La possibilité de repenser l’université comme lieu où l’on puisse acquérir des compétences et des savoirs tout au long de notre vie, notamment pour répondre plus efficacement aux enjeux climatiques et globaux, et de recevoir une forme d’accréditation reconnue, est importante. Dans un contexte de bouleversements, l’université deviendra ce lieu où l’on peut apprendre pour agir. 

La co-construction de cette université est aussi importante.  Il faut inclure les jeunes – et c’est l’idée la plus enthousiasmante – et d’autres parties prenantes de la société civile (dont les personnes au sein du monde du travail). Sans nier l’importance des disciplines établies, il faut prendre la pleine mesure du fait que les nouvelles institutions du savoir ne pourront plus exclusivement être guidées par les impératifs disciplinaires : elles devront faire plus de place à la recherche co-construite avec les parties prenantes non-universitaires. Quoi de mieux que de commencer par construire des universités avec les personnes qui viendront y étudier ? 

De manière générale, la co-construction est devenue un pilier de la recherche sur le changement climatique et les autres défis globaux. Au sein de l’ISC, nous mettons en avant la recherche co-construite, nous disons transdisciplinaire, comme approche porteuse de solutions aux enjeux globaux. Être inclusif doit non seulement être vu comme une chance d’un point de vue éthique, mais c’est également une nécessité pragmatique, afin de s’assurer que les réponses développées conviennent aux personnes et groupes concernés. 

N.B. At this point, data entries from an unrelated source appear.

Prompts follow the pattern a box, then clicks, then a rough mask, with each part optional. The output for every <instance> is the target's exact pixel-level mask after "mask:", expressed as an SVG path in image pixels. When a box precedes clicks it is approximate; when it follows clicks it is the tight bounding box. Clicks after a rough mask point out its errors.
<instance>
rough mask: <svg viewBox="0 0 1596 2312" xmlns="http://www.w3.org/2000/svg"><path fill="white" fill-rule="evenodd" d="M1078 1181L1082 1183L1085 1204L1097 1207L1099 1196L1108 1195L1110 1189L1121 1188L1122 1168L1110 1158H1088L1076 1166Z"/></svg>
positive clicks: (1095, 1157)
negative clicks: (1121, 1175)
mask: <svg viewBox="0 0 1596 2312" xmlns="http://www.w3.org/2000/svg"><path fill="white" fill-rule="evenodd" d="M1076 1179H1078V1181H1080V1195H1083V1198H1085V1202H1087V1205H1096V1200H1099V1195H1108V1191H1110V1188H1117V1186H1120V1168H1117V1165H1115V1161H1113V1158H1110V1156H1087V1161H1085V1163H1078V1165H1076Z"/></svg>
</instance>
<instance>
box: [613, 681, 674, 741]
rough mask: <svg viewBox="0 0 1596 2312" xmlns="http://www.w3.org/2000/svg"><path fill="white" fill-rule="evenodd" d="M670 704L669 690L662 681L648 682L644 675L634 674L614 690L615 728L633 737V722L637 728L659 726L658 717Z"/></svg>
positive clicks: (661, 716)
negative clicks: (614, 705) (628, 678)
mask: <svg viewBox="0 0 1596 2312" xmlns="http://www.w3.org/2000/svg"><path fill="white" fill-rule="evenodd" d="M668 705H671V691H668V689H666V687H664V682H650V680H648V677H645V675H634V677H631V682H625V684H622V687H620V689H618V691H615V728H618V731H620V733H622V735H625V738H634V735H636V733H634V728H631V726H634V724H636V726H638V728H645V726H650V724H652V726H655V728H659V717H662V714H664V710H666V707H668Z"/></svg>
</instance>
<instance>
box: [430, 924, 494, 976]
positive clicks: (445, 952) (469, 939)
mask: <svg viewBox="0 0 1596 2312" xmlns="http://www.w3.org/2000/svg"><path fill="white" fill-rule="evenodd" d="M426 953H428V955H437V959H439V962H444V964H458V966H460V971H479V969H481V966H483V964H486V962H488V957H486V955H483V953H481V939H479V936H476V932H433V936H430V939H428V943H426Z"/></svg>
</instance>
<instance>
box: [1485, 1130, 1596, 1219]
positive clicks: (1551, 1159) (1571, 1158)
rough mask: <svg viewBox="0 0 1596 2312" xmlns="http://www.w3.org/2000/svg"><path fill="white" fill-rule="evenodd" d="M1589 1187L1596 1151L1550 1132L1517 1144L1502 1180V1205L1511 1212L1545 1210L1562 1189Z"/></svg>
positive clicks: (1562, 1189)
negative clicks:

Comment avez-vous entendu parler du LearningPlanet Festival / Festival de l’Apprendre?

J’y ai participé à distance l’année dernière, et je serai présent sur place, à Paris, cette année. Je suis intéressé par les discussions sur la Planetizen University et sur l’IA notamment. Il est encourageant de voir comment nous arrivons à des constats et des pistes de solutions très semblables avec le Learning Planet Institute, quoiqu’à la suite d’expériences et par des chemins différents.